Figure 5: Card showing current operating metrics for reactor-55-2 (click image to enlarge)

Floor Plan Flow 

Here is a look at Edge2Web Director flow that displays the reactors’ asset and time series data on the appropriate floor plan . It accepts an input field for the assetId of the parent asset – in our example that is Main Floor, as well as information about the spatial aspect (i.e., where Director will find spatial data if it is available). This makes our flow reusable for any asset that contains a spatial aspect.

Figure 6: Edge2Web Director flow for displaying floor plan with asset markers (click image to enlarge)

MindSphere Service Calls

In Figure 7 below, the first executable steps in our flow use MindSphere’s findAssets api to retrieve the Main Floor asset and its child Reactor assets. Note that we do these two steps in parallel to improve display performance. The property sheet (right side of the screenshot) shows the inputs to, and outputs from, the findAssets api calls. We use a simple filter which searches for assets that have the passed assetId as their parentId.

We then call another flow to augment the information in the Reactor asset with real time information from it’s dynamic aspects (reactorLevel, reactorTemperature, etc.)

Figure 7: Edge2Web Director data service step for finding child assets (click image to enlarge)

Flex List Renders the Floor Plan and Assets

In Figure 8 below, the End step of the flow displays the asset information in collapsible cards on the floor plan. It uses Directors powerful Flex List renderer to display the asset information to the user.

Figure 8: Edge2Web Director flex list template for reactor card (click image to enlarge)

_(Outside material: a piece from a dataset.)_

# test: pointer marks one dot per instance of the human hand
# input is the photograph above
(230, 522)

Using Marker Icons on the Floor Plan

Just for fun, we switched-on the Show as Marker property for our flex list display, then selected an icon to display at the appropriate locations. The screenshots below show the result of this tweak (note that we have re-positioned the markers slightly to improve the display optics).

Figure 9: Main floor plan with two reactor systems (click image to enlarge)

Figure 10: Card showing current operating metrics for reactor-55-2 (click image to enlarge)

Conclusion

Static aspects are a powerful way to describe information about your assets, as well as the physical areas in which they are installed. Even in this relatively simple use case you can see their expressive power. We have encountered many other uses for static aspects including operating set points for rules and thresholds, contact information for asset maintenance, and linkages to external systems. Together with dynamic aspects, they form a powerful foundation for describing your digital twins.